I recently had a conversation with a tedious individual. We have all met this person before. It’s someone who justifies every action by referring to life as a game. “It’s all just a game, bro.” This attitude has always struck me as somewhat blind when the intent is to project enlightenment. Ironic, by definition. They think that they see through the veil and choose to tackle life on their own terms. But amusingly, their actions say precisely the opposite. They’re not living off-grid in a mountain cave while eating rodents and wearing deer pelts. They’re just pushing against the boundaries of the current social construct.

In short, they’re just being assholes.

Games imply that you can win, lose, or stop playing. But can you win at life? That is an entirely subjective assessment, but we’ll say yes. Can you lose? Absolutely. But can you quit playing? Aside from leaping off a tall building, not really. You are bound to the rules of the society you inhabit. As a simple “freedom” experiment, stop paying your taxes and see what happens.

This time was different, though. When dealing with a self-satirizing individual, I normally roll my third eye and move on. But, I was compelled to ask about the finish. “So if it’s all a game, then what’s the win?” He rattled off the usual materialistic crap, i.e. having all the toys. “But then what?” I asked. He emitted a sheepish chuckle, then replied with “More toys, I guess.” But the thing is, the response was so flaccid that even he knew that he had never thought past the acquisition. It was a surreal moment, as if it dawned on him right then and there that the game was playing him instead.

I was left to muse on my own interpretation of “the game.” First and foremost, I do not view life as a game of any sort. Some aspects are definitely games, like careers. But life itself? Not at all. At best, I see it as an aimless slog, the goal of which is isolation.

Yes, that sounds like some serious emo shit, but allow me to quantify.

Most people see life as a quest for meaning. I understand the impulse, but I’m not one to ascribe meaning to anything. A large part of my misanthropic worldview is informed by an indifferent universe that couldn’t care less whether we’re here or not. It’s a mental filter that I apply to pretty much everything. Thus, I see the pursuit of meaning as inherently meaningless, basically “a blind man in a dark room looking for a black cat that isn’t there.” That’s not me. One thing I will never do is pacify a dissatisfied brain.

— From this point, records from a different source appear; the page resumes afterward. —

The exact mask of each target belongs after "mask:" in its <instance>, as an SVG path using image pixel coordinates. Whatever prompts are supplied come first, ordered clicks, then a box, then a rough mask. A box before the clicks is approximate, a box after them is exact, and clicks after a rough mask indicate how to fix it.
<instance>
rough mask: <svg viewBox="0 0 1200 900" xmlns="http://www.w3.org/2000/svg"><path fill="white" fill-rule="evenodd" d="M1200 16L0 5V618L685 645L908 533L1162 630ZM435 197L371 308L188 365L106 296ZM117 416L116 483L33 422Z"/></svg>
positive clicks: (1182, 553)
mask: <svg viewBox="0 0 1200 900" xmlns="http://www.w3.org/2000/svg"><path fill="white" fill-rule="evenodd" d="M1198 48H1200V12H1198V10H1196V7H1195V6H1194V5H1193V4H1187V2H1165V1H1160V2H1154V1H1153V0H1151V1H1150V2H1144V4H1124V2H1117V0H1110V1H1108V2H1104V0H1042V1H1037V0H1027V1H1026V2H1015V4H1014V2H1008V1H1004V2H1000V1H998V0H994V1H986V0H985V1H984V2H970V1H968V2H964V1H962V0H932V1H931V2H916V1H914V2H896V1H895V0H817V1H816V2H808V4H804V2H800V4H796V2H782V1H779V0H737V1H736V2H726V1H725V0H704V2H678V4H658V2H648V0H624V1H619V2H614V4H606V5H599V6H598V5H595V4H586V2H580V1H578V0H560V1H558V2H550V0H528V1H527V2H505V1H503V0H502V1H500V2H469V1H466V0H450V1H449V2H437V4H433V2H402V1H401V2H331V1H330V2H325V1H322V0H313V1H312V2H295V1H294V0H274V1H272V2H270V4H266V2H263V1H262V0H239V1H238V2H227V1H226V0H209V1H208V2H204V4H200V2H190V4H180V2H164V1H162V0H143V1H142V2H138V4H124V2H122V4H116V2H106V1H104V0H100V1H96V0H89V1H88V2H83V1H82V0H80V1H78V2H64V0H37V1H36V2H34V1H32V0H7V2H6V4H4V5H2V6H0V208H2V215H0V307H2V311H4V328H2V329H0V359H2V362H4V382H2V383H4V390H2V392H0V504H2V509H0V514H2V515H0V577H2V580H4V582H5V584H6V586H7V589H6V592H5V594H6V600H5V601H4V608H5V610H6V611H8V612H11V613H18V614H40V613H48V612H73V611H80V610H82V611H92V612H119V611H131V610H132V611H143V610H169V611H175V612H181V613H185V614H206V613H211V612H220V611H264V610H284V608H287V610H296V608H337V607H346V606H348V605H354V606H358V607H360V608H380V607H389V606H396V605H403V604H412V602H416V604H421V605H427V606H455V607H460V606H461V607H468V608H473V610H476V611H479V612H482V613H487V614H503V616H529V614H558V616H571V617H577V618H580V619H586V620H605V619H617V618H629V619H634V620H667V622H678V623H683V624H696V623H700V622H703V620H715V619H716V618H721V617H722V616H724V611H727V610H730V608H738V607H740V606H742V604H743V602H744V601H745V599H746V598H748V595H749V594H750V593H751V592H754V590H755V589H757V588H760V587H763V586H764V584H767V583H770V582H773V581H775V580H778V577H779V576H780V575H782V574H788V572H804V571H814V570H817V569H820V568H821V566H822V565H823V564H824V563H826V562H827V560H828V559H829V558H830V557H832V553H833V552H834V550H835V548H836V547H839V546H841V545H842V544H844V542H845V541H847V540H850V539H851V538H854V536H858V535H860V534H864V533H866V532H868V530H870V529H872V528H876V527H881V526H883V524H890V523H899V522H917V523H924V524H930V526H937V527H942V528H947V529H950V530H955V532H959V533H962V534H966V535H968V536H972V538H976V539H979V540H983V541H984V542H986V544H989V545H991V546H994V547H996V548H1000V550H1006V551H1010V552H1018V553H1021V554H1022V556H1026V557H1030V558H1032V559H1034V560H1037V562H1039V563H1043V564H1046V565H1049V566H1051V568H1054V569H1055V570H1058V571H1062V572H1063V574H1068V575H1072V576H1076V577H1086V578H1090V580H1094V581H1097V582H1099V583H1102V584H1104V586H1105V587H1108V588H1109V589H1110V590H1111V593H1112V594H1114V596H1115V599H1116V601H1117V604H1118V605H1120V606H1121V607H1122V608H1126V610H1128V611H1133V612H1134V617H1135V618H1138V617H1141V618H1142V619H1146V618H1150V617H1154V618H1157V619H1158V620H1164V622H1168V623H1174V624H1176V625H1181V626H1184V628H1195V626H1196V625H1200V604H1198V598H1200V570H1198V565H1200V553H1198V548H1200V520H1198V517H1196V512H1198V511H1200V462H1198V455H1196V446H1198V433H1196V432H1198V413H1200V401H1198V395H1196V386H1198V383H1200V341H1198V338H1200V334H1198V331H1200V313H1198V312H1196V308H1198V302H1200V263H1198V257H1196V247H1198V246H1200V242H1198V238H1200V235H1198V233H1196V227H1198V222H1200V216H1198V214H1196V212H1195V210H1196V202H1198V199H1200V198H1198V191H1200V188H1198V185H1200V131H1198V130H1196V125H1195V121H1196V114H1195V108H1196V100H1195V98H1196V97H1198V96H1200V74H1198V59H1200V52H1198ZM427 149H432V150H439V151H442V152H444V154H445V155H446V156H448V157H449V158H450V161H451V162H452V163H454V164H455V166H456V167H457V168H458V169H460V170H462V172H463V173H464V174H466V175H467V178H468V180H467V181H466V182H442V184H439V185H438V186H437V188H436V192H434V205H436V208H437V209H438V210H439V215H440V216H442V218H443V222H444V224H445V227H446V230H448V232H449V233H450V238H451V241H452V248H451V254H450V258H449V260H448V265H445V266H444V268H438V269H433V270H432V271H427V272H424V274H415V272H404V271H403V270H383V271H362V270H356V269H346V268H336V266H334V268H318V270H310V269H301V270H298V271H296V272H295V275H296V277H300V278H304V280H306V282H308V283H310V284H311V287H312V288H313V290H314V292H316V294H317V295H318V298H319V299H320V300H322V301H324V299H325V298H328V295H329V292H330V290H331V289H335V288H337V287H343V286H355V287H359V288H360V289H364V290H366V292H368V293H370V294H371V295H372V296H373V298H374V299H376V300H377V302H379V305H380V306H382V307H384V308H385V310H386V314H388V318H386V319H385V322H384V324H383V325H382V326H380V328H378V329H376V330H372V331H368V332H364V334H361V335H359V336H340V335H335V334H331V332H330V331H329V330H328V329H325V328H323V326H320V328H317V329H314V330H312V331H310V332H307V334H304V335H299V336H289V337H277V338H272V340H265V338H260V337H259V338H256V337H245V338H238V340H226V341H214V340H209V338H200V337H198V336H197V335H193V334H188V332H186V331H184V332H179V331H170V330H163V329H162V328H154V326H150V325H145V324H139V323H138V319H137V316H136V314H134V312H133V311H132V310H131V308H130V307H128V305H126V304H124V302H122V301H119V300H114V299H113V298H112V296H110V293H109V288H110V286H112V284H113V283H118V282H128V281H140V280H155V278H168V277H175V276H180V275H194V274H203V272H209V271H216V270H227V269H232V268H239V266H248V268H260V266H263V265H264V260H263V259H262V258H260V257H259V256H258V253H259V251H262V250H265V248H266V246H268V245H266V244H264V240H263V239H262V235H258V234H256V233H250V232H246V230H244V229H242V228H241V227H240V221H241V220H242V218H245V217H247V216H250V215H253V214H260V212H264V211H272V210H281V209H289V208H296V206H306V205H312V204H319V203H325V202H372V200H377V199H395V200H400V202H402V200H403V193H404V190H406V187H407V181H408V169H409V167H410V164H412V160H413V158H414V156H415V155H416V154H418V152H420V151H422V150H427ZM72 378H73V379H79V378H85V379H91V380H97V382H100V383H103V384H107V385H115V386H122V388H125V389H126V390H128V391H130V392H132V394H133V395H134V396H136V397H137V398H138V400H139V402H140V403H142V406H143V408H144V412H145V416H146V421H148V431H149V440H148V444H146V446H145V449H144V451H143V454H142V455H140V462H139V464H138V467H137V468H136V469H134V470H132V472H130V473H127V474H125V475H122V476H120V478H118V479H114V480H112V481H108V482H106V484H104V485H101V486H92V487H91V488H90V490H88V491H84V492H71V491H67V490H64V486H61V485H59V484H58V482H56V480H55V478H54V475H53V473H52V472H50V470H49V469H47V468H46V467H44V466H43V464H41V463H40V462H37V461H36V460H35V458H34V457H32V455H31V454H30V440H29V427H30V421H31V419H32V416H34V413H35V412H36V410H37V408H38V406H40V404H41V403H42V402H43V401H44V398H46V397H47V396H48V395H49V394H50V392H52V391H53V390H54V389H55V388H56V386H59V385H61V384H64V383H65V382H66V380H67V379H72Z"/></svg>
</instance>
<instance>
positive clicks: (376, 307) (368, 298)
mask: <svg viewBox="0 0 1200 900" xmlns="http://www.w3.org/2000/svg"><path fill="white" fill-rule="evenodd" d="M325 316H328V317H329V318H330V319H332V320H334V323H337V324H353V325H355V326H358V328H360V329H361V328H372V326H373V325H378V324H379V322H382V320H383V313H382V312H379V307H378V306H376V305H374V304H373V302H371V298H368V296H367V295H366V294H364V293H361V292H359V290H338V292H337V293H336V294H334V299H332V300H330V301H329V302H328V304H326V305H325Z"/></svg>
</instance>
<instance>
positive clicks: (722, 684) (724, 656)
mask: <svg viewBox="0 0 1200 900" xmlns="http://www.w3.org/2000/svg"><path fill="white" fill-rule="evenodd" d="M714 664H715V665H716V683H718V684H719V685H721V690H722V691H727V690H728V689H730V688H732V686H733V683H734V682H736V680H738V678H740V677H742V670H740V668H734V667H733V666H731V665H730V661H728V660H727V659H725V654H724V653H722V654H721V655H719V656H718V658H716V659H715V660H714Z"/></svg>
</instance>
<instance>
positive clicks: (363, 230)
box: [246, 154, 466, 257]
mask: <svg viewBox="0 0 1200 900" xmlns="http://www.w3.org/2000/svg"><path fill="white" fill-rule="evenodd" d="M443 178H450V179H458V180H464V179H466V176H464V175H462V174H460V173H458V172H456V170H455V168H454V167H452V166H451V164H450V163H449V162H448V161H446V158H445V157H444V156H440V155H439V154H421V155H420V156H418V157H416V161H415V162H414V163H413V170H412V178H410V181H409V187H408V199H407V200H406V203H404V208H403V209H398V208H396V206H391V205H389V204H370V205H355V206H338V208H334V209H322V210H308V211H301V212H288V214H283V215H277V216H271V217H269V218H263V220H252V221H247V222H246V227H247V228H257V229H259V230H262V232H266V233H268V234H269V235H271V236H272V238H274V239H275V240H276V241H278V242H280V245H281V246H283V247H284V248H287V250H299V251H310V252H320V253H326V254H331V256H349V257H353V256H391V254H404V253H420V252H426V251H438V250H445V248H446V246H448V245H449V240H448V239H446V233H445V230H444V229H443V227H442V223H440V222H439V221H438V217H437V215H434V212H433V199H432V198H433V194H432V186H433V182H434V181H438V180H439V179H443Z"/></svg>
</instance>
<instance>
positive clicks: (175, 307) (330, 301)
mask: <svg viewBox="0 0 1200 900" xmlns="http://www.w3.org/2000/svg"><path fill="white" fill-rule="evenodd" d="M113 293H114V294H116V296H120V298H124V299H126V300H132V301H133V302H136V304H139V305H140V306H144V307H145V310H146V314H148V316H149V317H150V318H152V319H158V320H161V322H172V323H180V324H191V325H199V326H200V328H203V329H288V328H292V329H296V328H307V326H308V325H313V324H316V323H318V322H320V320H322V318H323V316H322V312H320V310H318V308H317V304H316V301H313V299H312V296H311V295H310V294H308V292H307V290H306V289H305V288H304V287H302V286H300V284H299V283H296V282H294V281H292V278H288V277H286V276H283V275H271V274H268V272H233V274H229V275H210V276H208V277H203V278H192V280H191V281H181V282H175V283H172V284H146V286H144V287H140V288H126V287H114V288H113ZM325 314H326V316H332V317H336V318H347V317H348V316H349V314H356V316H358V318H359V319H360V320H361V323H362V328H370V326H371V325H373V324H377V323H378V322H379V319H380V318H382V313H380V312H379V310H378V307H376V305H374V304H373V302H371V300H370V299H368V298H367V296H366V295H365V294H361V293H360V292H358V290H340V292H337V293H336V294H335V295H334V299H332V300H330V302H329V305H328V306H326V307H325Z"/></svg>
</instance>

Yes, I know. At this point I should be applying dark eyeliner and lighting candles. But in all seriousness, I actually see this as a positive outlook. I am not bogged down by a pointless search for significance, which gives me a lot of time to enjoy life as I see fit, but within the boundaries that society imposes. This doesn’t mean that I sit on the couch and drink cheap beer while watching sitcoms with laugh tracks. Quite the opposite. I leverage a lucrative career for comfort and independence, which allows me to write stories about fictional worlds that are much more interesting than the one I’m confined to.

I recognize that my life is one big quest for isolation. Would I like to be a world-famous author? Sure, that’d be neat, but fame is not something I covet. I would much rather own a small cabin in Iceland with a full stock of creature comforts. And should a major publisher cut me a big fat check one day, that’s exactly where I’ll be headed.